Authors: Anna Golubeva, Guy Gur-Ari, Behnam Neyshabur

ICLR 2021 | Conference PDF | Archive PDF | Plain Text | LLM Run Details

Reproducibility Variable Result LLM Response
Research Type Experimental Empirical studies demonstrate that the performance of neural networks improves with increasing number of parameters. We compare different ways of increasing model width while keeping the number of parameters constant. We show that for models initialized with a random, static sparsity pattern in the weight tensors, network width is the determining factor for good performance, while the number of weights is secondary, as long as the model achieves high training accuarcy. In this section, we first explain our experimental methodology and then investigate the effectiveness of different approaches to increase width while keeping the number of parmeters fixed. Figure 1: Test accuracy of Res Net-18 as a function of width.
Researcher Affiliation Collaboration Anna Golubeva Perimeter Institute for Theoretical Physics Waterloo, Canada agolubeva@pitp.ca Behnam Neyshabur Blueshift, Alphabet Mountain View, CA neyshabur@google.com Guy Gur-Ari Blueshift, Alphabet Mountain View, CA guyga@google.com
Pseudocode Yes B SPARSITY DISTRIBUTION CODE The following code implements our algorithm for distributing sparsity over model layers. Figure 4 illustrates the procedure. def get_ntf(num_to_freeze_tot, num_W, tensor_dims, lnames_sorted):
Open Source Code Yes Code is available at https://github.com/google-research/wide-sparse-nets
Open Datasets Yes We train families of Res Net-18 models on Image Net, CIFAR-10, CIFAR-100 and SVHN, covering a range of widths and model sizes. We study a fully-connected network with one hidden layer trained on MNIST.
Dataset Splits No No explicit statement providing specific percentages or sample counts for train/validation/test splits, or clear references to predefined splits for all datasets, was found.

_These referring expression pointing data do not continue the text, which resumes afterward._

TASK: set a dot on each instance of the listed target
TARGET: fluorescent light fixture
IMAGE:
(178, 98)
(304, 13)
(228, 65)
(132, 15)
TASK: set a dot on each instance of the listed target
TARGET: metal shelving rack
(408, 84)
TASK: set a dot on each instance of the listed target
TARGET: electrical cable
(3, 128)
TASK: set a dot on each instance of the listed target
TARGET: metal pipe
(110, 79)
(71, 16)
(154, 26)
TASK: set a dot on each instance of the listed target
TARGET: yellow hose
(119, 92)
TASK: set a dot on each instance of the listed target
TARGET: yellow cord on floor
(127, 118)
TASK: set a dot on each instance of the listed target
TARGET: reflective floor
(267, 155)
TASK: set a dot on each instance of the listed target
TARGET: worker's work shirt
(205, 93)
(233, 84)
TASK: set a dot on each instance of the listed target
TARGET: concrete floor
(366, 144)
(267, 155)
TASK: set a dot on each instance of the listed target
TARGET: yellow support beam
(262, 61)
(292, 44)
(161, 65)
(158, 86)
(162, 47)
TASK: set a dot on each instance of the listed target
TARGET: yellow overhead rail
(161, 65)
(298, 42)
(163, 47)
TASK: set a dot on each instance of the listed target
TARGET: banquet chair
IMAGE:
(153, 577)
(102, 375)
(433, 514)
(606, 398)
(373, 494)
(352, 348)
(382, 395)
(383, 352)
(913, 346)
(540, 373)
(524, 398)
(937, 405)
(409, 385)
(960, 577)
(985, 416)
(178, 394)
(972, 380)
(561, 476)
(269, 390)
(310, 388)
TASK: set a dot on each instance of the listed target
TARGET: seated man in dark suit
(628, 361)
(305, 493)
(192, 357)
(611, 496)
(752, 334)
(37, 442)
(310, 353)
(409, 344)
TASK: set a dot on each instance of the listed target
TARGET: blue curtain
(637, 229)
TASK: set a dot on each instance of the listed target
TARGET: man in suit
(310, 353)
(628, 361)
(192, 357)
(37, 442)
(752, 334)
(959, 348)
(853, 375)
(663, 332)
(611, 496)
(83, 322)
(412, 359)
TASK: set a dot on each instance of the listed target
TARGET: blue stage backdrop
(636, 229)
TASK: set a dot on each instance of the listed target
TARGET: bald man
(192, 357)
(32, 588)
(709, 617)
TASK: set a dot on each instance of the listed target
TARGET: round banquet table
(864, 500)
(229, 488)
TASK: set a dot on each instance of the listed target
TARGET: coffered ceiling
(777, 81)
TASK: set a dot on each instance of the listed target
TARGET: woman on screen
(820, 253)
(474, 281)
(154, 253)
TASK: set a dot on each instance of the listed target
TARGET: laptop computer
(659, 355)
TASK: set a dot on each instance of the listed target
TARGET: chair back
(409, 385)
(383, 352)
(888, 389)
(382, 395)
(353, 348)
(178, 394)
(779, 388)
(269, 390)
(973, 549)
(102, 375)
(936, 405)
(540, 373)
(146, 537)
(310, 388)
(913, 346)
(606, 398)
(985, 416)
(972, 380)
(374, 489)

Hardware Specification No No specific hardware details (e.g., exact GPU/CPU models, processor types with speeds, memory amounts, or detailed computer specifications) used for running experiments were found.
Software Dependencies No No version numbers are given for any software. In all experiments, we use a standard Py Torch implementation of the Res Net-18 model.
Experiment Setup Yes All models are trained using SGD with momentum=0.9, Cross-Entropy loss, and initial learning rate 0.1. The learning rate value and schedule were tuned for the smallest baseline model. We do not apply early stopping, and we report the best achieved test accuracy. For Image Net, we use weight decay 1e-4, cosine learning rate schedule, and train for 150 epochs. ... For other datasets, we use weight decay 5e-4, train for 300 epochs, and the initial learning rate 0.1 is decayed at epochs 50, 120 and 200 with gamma=0.1.